Los Miserables - Parte 4
Los Miserables - Parte 4 Marius cumplió su promesa, y besó aquella frente lívida perlada de un sudor glacial. Un dulce adiós a un alma desdichada.
Se estremeció al mirar la carta que Eponina le había dado; sabía que era algo grave, y estaba impaciente por leerla. Así es el corazón del hombre; apenas hubo cerrado los ojos la desdichada niña, Marius sólo pensó en leer la carta.

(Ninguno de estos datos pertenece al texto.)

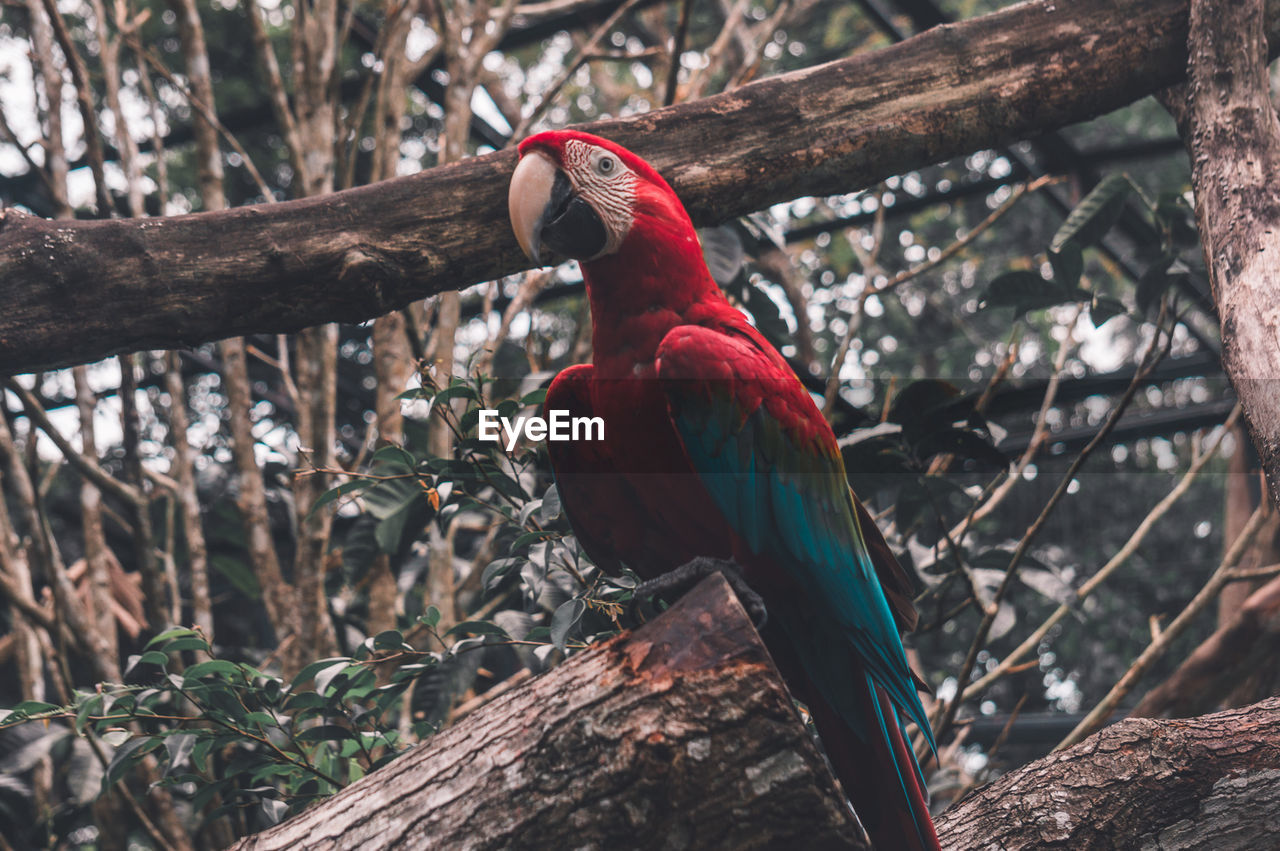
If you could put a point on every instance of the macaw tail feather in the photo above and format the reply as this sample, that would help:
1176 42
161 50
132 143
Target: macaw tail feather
868 763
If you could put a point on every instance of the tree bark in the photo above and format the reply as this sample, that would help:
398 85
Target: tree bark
1240 649
681 735
677 735
1233 137
131 284
1210 782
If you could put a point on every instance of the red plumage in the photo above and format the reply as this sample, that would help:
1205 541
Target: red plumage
713 448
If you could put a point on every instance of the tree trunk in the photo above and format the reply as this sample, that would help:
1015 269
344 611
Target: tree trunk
1210 782
1233 137
164 283
679 735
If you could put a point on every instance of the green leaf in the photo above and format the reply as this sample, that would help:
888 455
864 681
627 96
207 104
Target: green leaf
127 755
1096 214
33 708
213 667
497 570
179 747
460 389
534 397
1105 307
1153 283
238 573
337 493
192 643
1024 291
551 508
150 658
566 617
324 733
178 632
1068 265
479 627
389 640
316 667
91 707
273 810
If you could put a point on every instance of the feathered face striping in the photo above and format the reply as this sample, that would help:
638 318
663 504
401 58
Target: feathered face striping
572 193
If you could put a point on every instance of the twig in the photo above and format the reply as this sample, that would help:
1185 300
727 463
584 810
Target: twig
1157 648
919 269
87 467
1148 362
85 100
677 47
209 115
1114 563
570 69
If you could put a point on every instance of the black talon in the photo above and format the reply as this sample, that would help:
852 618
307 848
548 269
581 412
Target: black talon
679 581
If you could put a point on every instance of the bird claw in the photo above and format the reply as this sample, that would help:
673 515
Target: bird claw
679 581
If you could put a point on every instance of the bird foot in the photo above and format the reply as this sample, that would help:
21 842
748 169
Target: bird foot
679 581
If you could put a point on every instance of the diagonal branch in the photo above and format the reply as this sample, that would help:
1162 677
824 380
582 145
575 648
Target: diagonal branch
123 286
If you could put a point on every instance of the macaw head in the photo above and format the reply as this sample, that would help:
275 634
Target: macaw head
583 196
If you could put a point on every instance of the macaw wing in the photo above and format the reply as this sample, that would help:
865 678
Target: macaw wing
769 461
600 504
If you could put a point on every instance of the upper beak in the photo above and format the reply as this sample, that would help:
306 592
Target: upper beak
531 188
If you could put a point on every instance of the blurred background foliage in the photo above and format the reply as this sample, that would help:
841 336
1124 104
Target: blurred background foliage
963 348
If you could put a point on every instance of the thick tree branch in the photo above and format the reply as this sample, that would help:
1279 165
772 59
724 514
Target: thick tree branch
131 284
1210 782
680 735
1225 658
1233 136
677 735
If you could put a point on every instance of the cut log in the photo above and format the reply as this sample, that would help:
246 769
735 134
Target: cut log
1210 782
679 735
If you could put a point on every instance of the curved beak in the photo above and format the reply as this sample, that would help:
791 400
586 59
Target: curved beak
547 211
528 198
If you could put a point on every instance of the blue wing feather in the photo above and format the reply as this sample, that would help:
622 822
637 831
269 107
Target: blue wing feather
786 494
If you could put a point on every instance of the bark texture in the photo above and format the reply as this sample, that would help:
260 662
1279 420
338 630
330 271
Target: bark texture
679 735
164 283
1210 782
1242 649
1233 136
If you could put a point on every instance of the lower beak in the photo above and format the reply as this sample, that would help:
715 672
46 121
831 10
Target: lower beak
530 195
545 210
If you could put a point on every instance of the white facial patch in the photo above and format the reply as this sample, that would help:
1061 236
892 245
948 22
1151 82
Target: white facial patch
604 182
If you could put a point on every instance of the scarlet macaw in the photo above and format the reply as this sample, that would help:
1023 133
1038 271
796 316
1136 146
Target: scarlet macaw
713 448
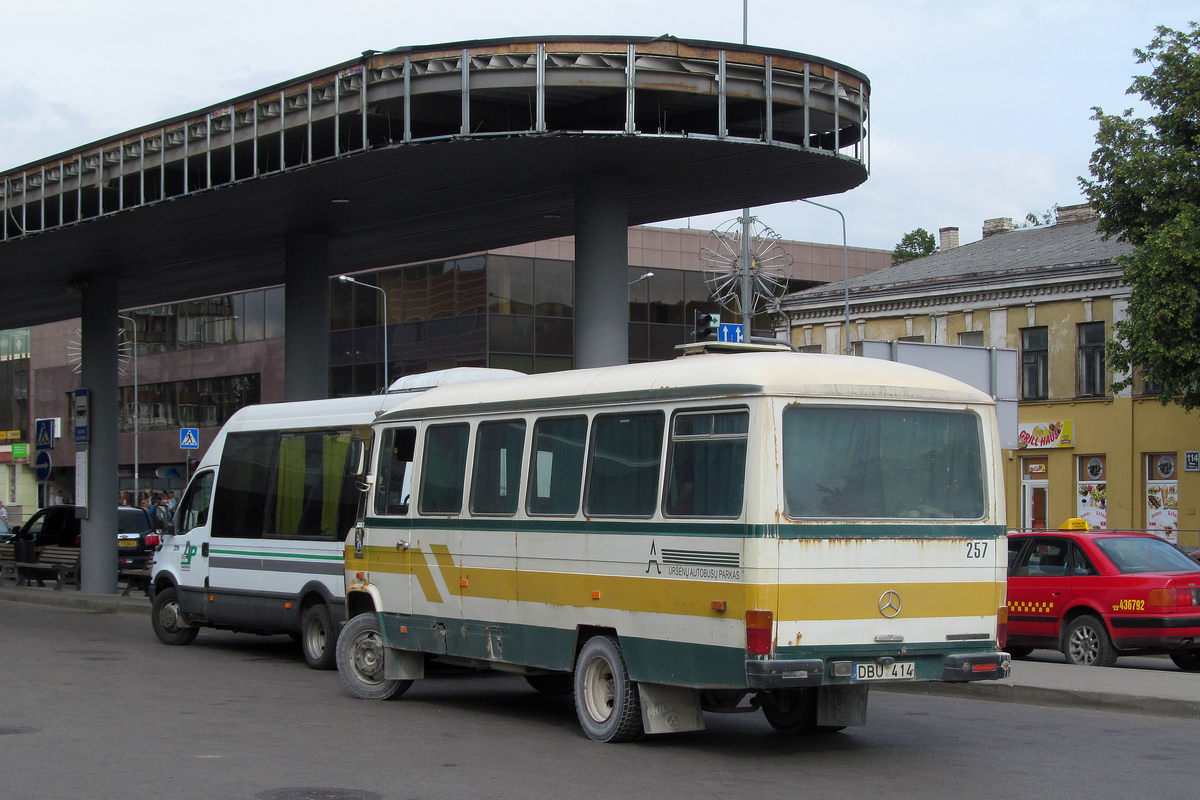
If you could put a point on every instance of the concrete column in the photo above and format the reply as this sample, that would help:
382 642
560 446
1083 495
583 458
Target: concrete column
306 317
601 274
97 555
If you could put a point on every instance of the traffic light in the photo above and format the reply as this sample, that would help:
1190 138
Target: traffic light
707 325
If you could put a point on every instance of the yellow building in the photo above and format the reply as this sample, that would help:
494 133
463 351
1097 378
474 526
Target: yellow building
1051 293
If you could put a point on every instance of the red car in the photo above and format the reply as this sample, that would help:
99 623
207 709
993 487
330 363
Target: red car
1096 595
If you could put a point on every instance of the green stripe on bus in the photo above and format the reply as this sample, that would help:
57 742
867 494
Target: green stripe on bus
281 554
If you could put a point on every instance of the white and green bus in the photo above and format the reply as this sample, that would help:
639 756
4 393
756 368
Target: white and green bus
257 542
718 533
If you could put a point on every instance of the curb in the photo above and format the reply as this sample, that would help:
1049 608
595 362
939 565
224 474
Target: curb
1025 695
77 600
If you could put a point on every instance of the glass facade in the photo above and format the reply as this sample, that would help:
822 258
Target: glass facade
498 311
201 403
213 322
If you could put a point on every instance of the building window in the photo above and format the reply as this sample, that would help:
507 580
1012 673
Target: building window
1091 360
1035 364
971 338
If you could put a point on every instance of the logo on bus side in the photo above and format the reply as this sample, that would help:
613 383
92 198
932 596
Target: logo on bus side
712 565
889 603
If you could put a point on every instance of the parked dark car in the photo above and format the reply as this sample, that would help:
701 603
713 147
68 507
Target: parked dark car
136 535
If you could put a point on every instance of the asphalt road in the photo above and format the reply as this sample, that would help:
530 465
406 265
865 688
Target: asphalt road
94 708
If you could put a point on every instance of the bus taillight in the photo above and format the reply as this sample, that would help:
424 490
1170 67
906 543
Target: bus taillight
760 625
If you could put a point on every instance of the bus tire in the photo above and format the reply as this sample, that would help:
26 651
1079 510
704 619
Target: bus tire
317 638
606 701
360 661
1086 643
559 683
167 621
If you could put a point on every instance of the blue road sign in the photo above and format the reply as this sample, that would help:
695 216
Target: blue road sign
43 465
729 332
43 437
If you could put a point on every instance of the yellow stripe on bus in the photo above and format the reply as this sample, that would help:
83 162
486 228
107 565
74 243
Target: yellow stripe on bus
688 597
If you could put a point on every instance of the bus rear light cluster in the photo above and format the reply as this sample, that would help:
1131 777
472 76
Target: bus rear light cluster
760 625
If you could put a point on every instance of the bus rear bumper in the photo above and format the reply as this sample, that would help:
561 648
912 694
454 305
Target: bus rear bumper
977 666
785 673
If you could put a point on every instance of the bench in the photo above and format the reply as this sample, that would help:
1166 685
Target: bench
54 560
7 564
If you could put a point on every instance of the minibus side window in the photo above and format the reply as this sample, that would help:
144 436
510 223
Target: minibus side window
864 462
444 468
497 474
556 467
193 511
707 467
306 495
240 501
623 469
394 486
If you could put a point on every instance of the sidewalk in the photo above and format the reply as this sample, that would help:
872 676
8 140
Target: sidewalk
1129 690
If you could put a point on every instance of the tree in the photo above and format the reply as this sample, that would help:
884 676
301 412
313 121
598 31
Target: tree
915 244
1146 186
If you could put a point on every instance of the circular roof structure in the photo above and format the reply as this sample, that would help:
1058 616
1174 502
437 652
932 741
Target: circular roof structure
426 152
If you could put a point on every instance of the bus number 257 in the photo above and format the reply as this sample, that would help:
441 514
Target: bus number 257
977 549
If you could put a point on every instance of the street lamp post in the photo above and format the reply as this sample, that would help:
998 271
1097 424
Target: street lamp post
845 258
137 408
346 278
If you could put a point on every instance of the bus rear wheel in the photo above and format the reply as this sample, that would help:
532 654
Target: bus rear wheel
795 711
360 661
606 701
317 638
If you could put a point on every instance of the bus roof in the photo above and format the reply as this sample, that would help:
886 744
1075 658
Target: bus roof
796 374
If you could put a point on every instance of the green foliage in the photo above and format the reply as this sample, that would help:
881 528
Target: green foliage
915 244
1146 186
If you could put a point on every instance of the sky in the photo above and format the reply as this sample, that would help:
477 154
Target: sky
979 108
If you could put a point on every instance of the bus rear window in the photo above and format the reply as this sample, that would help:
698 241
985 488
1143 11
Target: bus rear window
850 463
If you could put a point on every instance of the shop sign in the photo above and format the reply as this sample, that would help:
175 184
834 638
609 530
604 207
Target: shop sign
1163 509
1038 435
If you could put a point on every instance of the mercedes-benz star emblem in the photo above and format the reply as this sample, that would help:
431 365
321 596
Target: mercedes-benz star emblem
889 603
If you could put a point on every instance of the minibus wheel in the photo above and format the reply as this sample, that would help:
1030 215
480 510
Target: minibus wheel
360 660
317 638
168 624
606 701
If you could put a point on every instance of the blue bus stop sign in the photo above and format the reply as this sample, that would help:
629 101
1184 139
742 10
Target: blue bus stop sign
43 465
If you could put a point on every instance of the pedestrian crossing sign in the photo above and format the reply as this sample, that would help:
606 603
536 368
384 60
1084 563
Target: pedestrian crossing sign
43 435
190 438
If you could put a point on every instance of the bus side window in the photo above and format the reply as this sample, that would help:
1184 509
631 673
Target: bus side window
623 469
497 474
706 473
394 486
193 511
556 467
444 468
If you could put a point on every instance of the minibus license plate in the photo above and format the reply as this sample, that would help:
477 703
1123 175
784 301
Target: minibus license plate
894 671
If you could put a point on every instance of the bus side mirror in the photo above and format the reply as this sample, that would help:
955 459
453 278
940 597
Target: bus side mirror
357 458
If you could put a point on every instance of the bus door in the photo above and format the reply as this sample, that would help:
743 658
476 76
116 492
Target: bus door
187 554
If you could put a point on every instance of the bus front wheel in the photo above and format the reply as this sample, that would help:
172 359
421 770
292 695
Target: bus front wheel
360 659
167 621
606 701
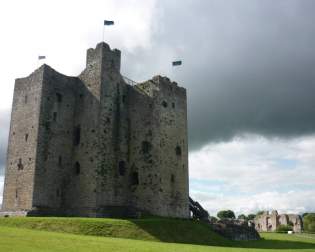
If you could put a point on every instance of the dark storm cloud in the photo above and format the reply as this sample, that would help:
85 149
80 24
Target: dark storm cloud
4 131
248 66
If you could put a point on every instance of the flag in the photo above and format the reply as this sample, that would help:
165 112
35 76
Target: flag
108 22
177 63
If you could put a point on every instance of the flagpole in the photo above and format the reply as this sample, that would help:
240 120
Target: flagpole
103 32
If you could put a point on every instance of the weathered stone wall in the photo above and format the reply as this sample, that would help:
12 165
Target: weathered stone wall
270 222
55 143
23 142
103 147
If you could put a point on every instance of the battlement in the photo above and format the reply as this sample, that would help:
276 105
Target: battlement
102 53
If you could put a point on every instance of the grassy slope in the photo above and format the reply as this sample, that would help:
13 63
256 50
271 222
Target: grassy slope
154 229
25 240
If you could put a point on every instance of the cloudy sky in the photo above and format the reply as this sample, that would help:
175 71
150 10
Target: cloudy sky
248 67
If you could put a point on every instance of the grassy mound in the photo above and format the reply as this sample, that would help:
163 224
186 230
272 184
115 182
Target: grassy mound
150 229
26 240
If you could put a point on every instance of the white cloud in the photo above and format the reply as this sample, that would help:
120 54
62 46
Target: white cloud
252 173
63 30
1 188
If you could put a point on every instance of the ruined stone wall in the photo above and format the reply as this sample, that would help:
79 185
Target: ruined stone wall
100 146
159 152
270 222
55 143
23 142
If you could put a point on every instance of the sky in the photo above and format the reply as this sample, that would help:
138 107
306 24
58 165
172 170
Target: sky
248 71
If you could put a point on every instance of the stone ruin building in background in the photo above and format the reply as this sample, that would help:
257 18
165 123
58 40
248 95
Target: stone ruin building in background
270 222
97 144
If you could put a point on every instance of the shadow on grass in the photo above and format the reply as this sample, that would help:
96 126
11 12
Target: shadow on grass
192 232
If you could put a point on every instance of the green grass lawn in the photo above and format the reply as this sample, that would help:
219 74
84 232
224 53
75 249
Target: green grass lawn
16 235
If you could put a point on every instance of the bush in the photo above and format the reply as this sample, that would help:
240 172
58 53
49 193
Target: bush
309 222
284 228
242 217
226 214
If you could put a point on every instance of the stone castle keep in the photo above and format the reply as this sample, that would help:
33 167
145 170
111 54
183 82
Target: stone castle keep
94 145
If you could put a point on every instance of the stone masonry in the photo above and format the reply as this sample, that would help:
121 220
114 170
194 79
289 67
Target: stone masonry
270 222
94 145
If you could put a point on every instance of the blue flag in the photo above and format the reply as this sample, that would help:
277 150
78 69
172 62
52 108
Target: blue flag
108 22
177 63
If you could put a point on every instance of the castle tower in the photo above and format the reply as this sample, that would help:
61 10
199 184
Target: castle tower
94 145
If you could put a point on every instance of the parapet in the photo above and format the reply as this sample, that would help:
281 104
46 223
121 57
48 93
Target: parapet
102 53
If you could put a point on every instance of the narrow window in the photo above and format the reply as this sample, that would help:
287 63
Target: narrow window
20 165
178 151
59 97
135 178
77 135
146 147
172 178
122 168
55 116
77 168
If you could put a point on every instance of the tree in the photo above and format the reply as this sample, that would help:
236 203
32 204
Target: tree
226 214
242 217
303 215
284 228
259 213
213 219
309 222
251 216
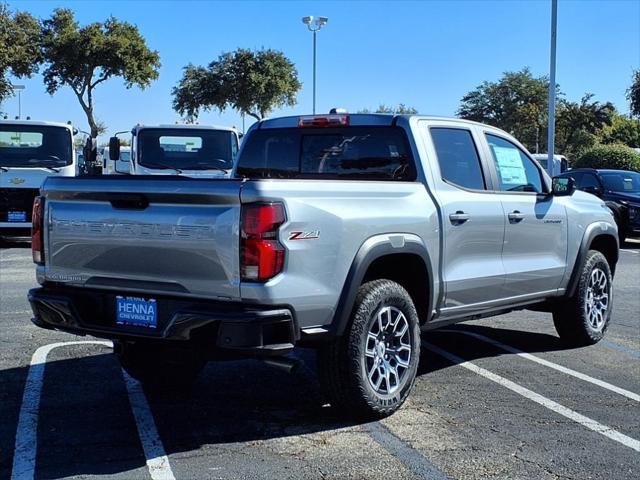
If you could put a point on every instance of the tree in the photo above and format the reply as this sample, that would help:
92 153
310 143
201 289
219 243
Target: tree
401 109
623 130
253 83
19 47
633 94
580 126
517 103
84 57
610 156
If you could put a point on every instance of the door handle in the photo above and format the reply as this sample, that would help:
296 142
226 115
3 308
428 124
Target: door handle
516 216
459 217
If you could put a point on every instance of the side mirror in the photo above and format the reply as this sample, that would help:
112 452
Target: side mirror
563 186
114 148
90 152
592 189
126 167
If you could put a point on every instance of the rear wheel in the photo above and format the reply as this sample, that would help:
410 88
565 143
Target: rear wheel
157 366
369 371
584 318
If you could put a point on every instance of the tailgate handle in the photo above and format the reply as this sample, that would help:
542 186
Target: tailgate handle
128 202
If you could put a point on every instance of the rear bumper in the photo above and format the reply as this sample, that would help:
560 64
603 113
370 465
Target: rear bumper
225 326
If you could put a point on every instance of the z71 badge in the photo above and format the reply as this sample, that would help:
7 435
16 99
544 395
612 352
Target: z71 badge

Tendió suavemente a Eponina en el suelo y se fue a la sala baja. Algo le decía que no podía leer la carta delante del cadáver. La carta iba dirigida a la calle Verrerie, 16. Decía: "Amor mío: Mi padre quiere que partamos en seguida. Estaremos esta noche en la calle del Hombre Armado, número 7. Dentro de ocho días estaremos en Londres. Cosette. 4 de junio."
Lo que había pasado puede decirse en breves palabras. Desde la noche del 3 de junio, Eponina tuvo un solo proyecto: separar a Marius de Cosette. Había cambiado de harapos con el primer pilluelo con que se cruzó, el cual encontró divertido vestirse de mujer mientras Eponina se vestía de hombre.
Ella era quien había escrito a Jean Valjean en el Campo de Marte la expresiva frase "mudaos", que lo decidió a marcharse.